Rth: Parallel R through Thrust

Professor Norm Matloff
Dept. of Computer Science
University of California at Davis
Davis, CA 95616
matloff@cs.ucdavis.edu

Authors:
Norm Matloff, UC Davis
Drew Schmidt, University of Tennessee

What are Thrust and Rth?
History and current status of Rth
Platform requirements
Downloading and installing
Example of use
Current Rth package routines
Planned Rth package routines and enhancements
Building the Rth routines manually
Setting the number of threads
Writing your own Rth code
Performance
OpenMP and TBB
Known issues

What are Thrust and Rth?

Thrust is a powerful tool for parallel programming. Rth consists of R library functions that enable one to achieve parallelism through Thrust, without needing to know Thrust or C++.

Here are few details:

Thrust is a C++ package for parallel processing. It was originally designed as a high-level approach to GPU programming, but actually can be compiled to multiple backends--GPUs (CUDA) and multicore (OpenMP, TBB). This ability to have the same parallel code runnable on both GPU and multicore systems is extremely valuable. (You need not have a GPU to run the multicore backends.)
R programmers can use Rth without knowing C++, Thrust, OpenMP, TBB or CUDA!
But those who do know C++/Thrust can easily develop their own apps using the Rth approach.

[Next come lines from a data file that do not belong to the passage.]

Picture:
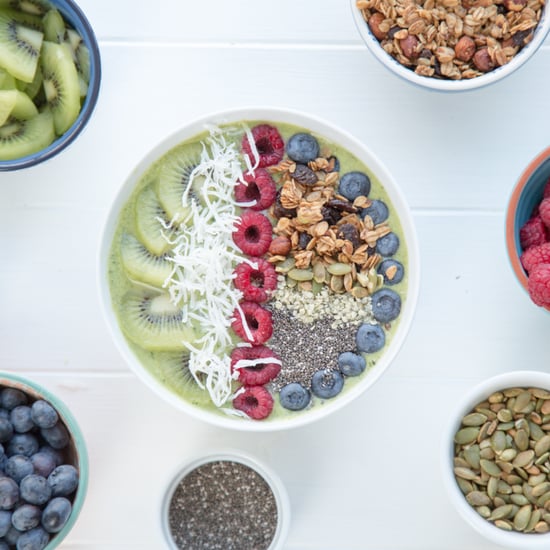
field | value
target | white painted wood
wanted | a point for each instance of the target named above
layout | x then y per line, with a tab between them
456	158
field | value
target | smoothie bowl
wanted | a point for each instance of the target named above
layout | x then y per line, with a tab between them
259	269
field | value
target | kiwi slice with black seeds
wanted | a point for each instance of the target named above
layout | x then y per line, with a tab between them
152	221
153	322
61	86
174	179
142	265
19	138
20	48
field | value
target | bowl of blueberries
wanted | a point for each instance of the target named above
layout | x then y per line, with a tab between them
43	466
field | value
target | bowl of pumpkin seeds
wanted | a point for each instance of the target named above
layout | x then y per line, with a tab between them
496	459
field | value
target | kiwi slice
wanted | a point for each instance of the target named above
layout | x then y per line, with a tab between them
174	179
173	369
16	104
141	264
19	48
149	229
19	138
61	87
153	322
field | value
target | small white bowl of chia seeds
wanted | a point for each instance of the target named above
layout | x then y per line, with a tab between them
225	500
496	459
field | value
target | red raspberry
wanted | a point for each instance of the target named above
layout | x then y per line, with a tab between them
255	401
257	374
538	285
253	233
544	211
259	187
535	255
269	143
256	282
257	319
532	233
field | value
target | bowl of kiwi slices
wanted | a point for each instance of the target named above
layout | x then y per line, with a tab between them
50	73
259	269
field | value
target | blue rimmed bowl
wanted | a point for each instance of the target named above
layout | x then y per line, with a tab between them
75	17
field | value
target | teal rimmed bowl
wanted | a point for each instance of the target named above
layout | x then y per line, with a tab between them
76	453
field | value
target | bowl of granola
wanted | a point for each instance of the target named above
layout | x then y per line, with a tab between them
259	268
448	45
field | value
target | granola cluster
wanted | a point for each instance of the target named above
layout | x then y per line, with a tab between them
321	236
452	39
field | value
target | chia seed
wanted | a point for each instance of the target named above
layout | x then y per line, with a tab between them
223	505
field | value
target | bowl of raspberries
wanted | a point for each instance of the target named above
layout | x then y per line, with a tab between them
528	229
43	466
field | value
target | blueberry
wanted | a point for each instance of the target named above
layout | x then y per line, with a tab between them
57	436
386	305
353	185
43	463
18	466
21	419
11	398
392	271
35	489
9	493
351	364
22	444
378	211
302	147
370	338
294	396
6	430
35	539
387	245
63	480
43	414
26	517
327	383
55	514
5	522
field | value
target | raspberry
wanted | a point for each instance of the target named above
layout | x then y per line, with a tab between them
257	319
544	211
255	401
252	233
260	373
259	187
535	255
532	233
256	282
269	144
538	285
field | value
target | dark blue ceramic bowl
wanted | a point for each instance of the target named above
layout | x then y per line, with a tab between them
72	13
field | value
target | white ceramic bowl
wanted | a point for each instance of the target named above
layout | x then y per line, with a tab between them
477	394
336	135
442	85
271	478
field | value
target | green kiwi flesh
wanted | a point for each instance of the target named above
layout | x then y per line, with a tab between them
19	48
142	265
173	180
61	85
152	232
152	321
19	138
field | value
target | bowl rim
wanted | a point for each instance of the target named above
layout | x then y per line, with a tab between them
230	455
442	85
72	12
511	231
472	396
333	133
27	385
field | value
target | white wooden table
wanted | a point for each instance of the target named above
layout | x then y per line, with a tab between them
456	158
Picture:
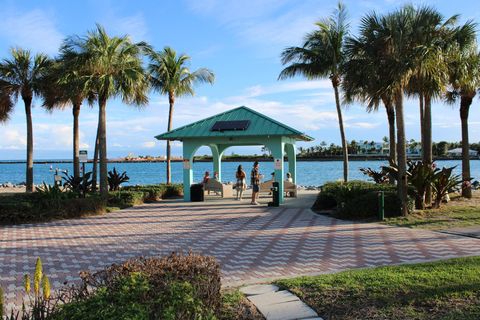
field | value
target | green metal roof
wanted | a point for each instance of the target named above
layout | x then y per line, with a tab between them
260	125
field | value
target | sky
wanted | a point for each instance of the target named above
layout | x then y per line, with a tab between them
239	40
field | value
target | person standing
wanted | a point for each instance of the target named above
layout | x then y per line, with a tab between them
241	183
255	181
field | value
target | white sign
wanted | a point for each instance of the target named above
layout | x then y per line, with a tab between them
186	164
83	156
278	164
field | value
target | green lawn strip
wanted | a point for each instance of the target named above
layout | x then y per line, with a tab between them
444	218
447	289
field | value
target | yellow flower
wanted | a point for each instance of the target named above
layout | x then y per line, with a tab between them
27	283
37	277
46	287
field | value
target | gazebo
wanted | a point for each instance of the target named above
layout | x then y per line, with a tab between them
241	126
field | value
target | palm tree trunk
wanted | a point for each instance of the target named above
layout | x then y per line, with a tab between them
171	100
465	103
391	137
29	173
427	144
95	161
422	122
76	140
102	137
401	153
342	132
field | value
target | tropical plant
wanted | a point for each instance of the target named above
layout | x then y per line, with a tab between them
66	84
78	184
21	75
322	56
115	179
170	75
464	72
443	183
114	70
379	177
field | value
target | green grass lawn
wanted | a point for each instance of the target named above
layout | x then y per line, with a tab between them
458	213
447	289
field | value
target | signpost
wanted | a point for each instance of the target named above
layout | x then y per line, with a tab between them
83	158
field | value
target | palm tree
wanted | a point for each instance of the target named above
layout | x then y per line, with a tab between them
20	75
65	85
464	83
321	56
364	71
170	75
391	37
114	69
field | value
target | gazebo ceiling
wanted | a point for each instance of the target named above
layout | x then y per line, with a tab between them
238	122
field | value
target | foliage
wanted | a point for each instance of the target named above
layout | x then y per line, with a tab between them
125	199
438	290
357	199
377	176
443	183
157	192
115	179
78	184
36	207
173	287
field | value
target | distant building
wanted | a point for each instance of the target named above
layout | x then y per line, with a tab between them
372	147
457	152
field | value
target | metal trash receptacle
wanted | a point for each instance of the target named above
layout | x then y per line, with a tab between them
275	195
196	193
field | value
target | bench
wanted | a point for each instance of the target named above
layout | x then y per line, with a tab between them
225	190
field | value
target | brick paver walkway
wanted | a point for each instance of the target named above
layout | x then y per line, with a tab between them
251	243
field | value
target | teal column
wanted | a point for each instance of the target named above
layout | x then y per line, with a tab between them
217	160
189	149
292	161
277	147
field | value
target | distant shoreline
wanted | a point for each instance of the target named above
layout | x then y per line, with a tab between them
238	159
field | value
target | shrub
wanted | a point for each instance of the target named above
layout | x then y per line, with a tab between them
172	287
358	199
115	179
37	207
157	192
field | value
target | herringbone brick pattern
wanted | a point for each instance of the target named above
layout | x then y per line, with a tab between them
251	243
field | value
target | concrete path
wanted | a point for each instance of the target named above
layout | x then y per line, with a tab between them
252	243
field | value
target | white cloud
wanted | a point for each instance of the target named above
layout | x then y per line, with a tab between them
32	29
149	144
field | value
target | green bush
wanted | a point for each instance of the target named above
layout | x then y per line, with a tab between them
38	207
174	287
358	199
157	192
125	199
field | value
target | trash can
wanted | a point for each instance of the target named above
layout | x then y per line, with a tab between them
196	192
275	195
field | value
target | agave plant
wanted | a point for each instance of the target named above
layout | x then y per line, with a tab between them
443	183
420	176
78	184
115	179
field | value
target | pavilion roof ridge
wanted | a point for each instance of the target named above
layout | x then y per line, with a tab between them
261	125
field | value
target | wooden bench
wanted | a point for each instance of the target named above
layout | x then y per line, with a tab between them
225	190
288	187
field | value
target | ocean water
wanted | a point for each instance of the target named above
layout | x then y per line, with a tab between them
309	173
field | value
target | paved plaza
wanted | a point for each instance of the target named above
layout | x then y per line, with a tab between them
252	243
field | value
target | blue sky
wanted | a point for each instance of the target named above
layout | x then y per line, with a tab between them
240	40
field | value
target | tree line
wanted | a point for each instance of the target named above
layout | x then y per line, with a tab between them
411	51
94	69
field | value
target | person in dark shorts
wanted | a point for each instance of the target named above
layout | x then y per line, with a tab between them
255	181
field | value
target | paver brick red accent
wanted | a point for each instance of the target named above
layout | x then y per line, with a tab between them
251	243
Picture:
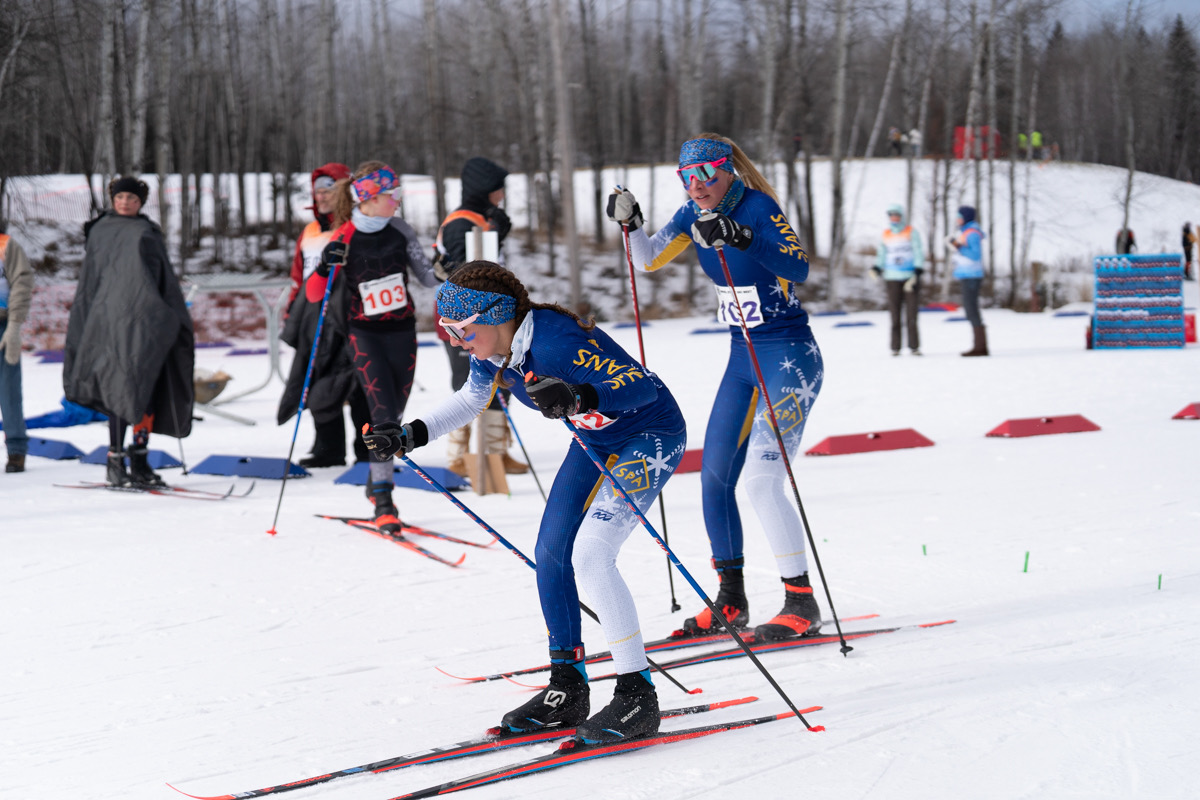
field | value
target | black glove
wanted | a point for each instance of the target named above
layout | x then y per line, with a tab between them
557	398
334	254
715	229
623	208
499	221
390	439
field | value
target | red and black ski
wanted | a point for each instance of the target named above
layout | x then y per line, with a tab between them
669	643
165	491
495	739
573	752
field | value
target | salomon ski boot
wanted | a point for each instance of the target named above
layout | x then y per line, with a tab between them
801	614
563	704
387	516
634	711
117	474
139	468
731	600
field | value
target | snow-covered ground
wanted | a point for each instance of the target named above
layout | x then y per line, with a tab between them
147	639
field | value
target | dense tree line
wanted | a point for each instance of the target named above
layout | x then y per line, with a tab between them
276	86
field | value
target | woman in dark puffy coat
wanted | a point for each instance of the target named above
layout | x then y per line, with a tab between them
375	253
130	349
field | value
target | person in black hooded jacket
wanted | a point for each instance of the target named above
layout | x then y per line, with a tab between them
331	384
483	191
130	348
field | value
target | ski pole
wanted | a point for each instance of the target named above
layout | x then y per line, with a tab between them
304	390
641	349
429	479
783	447
624	495
513	425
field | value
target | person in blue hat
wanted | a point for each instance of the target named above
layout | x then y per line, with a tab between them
567	368
900	260
967	252
732	206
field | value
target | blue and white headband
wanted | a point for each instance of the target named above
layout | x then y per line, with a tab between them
460	302
696	151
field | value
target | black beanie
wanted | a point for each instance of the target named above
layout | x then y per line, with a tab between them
129	184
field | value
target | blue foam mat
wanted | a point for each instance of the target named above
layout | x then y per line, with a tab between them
53	449
406	477
157	458
250	467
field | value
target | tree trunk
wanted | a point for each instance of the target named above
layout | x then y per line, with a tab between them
839	110
565	148
874	139
1013	133
436	106
106	144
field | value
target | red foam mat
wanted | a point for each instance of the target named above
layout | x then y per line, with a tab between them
1039	426
1189	413
900	439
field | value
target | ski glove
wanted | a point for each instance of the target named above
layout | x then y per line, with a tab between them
334	256
557	398
715	229
390	439
623	208
11	343
498	221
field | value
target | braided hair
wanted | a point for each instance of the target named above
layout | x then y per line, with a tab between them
489	276
744	167
343	202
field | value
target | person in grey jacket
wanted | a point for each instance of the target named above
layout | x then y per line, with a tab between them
131	349
16	292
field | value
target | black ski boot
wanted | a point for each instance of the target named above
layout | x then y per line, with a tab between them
139	467
801	614
731	600
117	474
329	449
634	711
563	704
387	516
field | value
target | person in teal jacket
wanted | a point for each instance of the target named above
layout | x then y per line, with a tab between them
967	245
901	260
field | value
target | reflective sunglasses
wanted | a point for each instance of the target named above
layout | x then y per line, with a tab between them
457	330
702	173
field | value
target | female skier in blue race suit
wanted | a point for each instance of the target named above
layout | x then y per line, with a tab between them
733	206
625	415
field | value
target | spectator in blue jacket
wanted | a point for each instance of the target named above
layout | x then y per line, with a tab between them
967	245
900	260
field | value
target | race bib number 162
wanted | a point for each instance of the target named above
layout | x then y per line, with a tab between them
727	308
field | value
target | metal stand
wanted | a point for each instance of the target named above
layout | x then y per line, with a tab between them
257	286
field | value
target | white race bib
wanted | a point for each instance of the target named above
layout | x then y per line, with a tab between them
747	298
591	421
383	295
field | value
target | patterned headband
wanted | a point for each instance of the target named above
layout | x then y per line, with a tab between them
372	184
697	151
460	302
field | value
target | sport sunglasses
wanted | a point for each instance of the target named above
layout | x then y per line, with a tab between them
459	330
703	173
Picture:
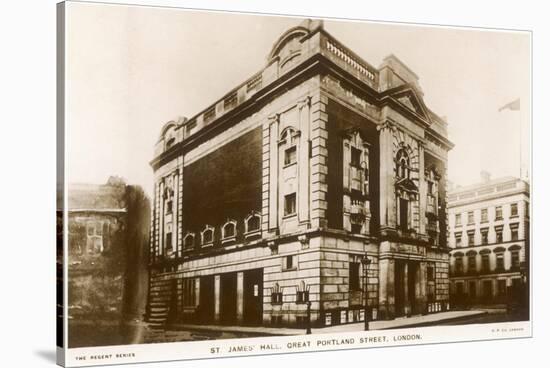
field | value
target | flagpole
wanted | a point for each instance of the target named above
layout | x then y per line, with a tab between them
520	147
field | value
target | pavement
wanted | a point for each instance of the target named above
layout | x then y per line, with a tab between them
405	322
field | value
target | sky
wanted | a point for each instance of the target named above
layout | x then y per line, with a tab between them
130	69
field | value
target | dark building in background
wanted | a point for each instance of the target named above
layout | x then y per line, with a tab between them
270	198
489	239
108	257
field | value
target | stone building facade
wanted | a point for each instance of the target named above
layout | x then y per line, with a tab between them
96	213
269	198
488	234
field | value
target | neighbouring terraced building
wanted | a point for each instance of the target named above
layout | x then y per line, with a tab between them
269	198
489	237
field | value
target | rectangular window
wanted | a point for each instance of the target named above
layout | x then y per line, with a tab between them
403	214
168	242
431	273
514	234
484	215
290	204
472	289
485	265
484	236
487	289
355	157
302	296
356	228
515	260
458	219
354	276
498	213
501	287
458	265
458	239
290	155
498	236
189	292
513	209
500	262
471	238
289	263
471	264
277	298
191	126
459	288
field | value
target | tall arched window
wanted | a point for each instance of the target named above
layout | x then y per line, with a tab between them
288	142
402	162
189	241
252	223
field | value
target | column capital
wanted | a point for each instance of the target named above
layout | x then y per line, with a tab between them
274	118
304	102
386	124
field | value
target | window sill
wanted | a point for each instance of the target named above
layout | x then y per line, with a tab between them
252	234
229	239
290	164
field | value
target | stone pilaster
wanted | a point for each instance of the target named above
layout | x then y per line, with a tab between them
265	175
240	297
319	154
303	163
161	219
217	298
421	291
387	192
386	293
422	188
273	174
179	217
175	212
406	296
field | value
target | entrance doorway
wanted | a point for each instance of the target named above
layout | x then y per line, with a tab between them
205	312
405	287
253	296
228	298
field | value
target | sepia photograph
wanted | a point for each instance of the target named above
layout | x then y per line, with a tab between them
227	177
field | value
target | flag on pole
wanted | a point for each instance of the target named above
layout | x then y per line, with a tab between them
514	106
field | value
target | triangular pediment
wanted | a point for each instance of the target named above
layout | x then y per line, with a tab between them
408	185
408	96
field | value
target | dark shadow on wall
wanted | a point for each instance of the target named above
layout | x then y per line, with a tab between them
116	281
48	355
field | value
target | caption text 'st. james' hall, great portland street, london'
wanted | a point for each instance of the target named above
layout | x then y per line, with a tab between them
266	202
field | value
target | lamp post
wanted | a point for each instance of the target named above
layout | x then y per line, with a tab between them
365	261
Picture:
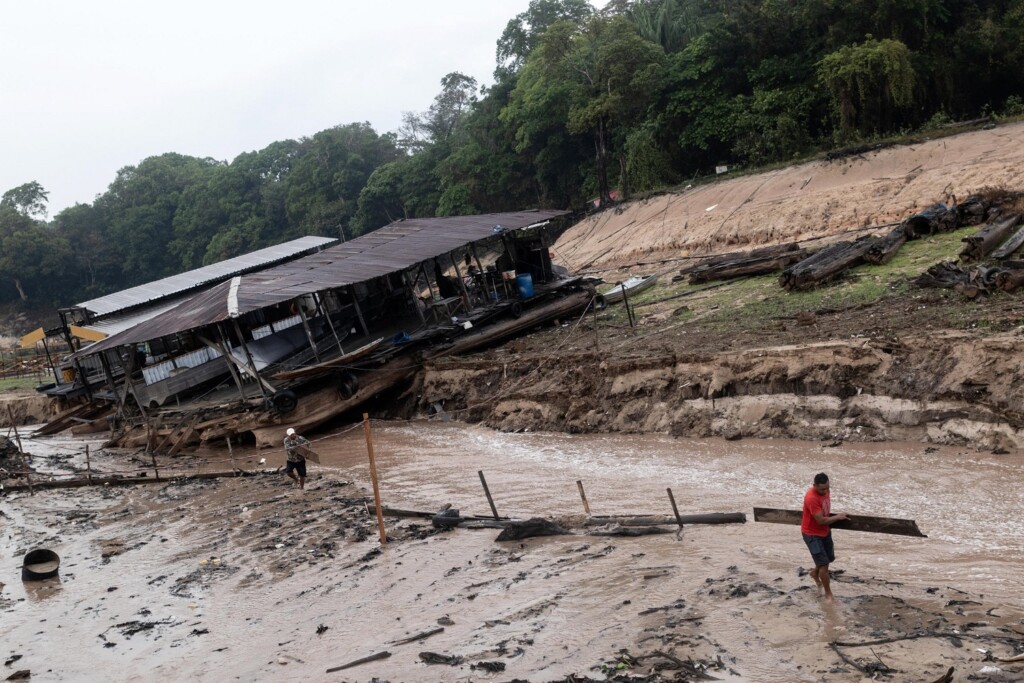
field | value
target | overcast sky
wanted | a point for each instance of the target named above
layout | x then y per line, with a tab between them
87	88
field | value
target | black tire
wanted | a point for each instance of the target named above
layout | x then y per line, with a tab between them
348	384
285	400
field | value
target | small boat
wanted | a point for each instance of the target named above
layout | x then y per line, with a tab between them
632	287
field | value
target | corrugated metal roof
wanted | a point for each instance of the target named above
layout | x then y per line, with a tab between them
391	249
183	282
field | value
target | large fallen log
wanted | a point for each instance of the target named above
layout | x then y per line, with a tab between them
982	243
654	520
825	264
1010	246
852	523
883	250
100	480
936	218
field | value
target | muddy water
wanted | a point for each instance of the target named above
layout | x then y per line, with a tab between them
547	607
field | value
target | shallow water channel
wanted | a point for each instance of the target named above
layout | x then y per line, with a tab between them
549	607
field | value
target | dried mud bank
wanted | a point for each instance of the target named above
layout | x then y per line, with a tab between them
949	388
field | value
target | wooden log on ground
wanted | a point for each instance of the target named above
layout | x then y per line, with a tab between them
885	248
99	480
654	520
984	242
936	218
747	266
825	264
853	523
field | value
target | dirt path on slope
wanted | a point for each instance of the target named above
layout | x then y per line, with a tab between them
797	203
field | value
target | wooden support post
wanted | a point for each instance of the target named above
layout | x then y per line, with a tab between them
249	357
305	326
486	492
373	477
583	496
358	311
629	310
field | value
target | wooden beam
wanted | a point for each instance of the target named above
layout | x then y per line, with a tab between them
853	523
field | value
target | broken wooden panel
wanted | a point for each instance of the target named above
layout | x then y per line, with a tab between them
982	243
853	523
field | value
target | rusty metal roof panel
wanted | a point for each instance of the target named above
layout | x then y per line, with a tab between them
183	282
388	250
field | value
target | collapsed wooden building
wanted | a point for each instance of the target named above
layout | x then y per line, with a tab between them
303	341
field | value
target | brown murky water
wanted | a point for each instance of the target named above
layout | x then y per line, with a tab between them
547	607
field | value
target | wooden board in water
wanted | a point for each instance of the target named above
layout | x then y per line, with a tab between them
853	523
307	453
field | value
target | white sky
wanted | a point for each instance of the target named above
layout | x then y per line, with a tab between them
87	88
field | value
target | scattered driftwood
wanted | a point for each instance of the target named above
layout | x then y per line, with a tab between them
1010	246
529	528
979	245
936	218
883	250
654	520
825	264
853	523
373	657
419	636
98	480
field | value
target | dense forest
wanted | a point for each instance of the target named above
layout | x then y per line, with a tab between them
586	104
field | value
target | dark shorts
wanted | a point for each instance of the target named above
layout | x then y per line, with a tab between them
299	467
821	549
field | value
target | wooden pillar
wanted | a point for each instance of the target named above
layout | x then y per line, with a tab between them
249	356
358	312
305	326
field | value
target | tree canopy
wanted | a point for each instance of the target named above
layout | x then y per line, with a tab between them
633	97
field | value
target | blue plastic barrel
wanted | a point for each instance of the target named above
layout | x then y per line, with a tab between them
525	283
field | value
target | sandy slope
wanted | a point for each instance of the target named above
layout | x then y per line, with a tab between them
796	203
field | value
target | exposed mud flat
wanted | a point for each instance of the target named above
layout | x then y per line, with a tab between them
949	388
250	579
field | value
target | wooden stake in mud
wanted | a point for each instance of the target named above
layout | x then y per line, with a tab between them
486	492
373	477
583	496
675	510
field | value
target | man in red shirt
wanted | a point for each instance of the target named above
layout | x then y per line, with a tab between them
816	528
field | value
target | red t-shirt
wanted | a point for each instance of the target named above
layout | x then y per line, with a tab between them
813	503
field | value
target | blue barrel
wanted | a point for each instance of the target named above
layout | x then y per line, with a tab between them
525	283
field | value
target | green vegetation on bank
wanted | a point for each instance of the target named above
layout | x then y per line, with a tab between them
638	96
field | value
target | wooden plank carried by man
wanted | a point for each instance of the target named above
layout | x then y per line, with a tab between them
851	523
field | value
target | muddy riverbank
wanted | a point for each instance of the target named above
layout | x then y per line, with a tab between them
251	579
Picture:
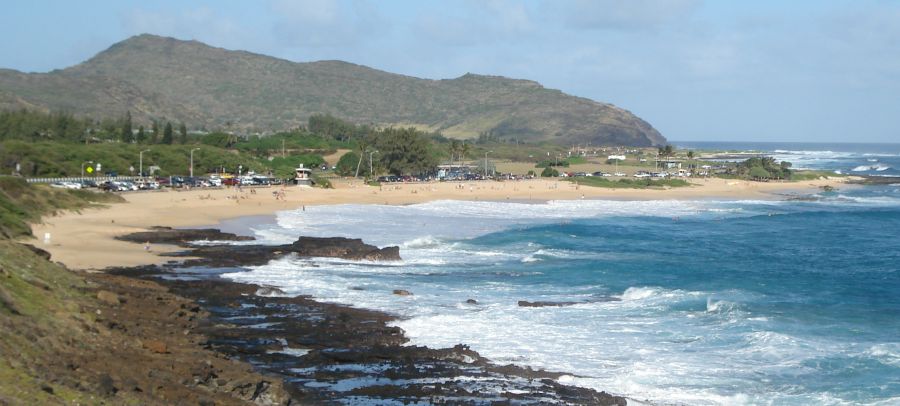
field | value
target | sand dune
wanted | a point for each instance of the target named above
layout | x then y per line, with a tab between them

Thrust operations are high-level, such as sorting, selecting, searching and prefix scan. From these basic building blocks, a myriad of parallel applications can be coded.

For example, consider Rth's rthorder(), which (in one of its options) serves as a parallel version of R's rank(). It first calls Thrust's sort_by_key() function, and then uses Thrust's scatter() function to permute the results in a way that produces the proper ranks.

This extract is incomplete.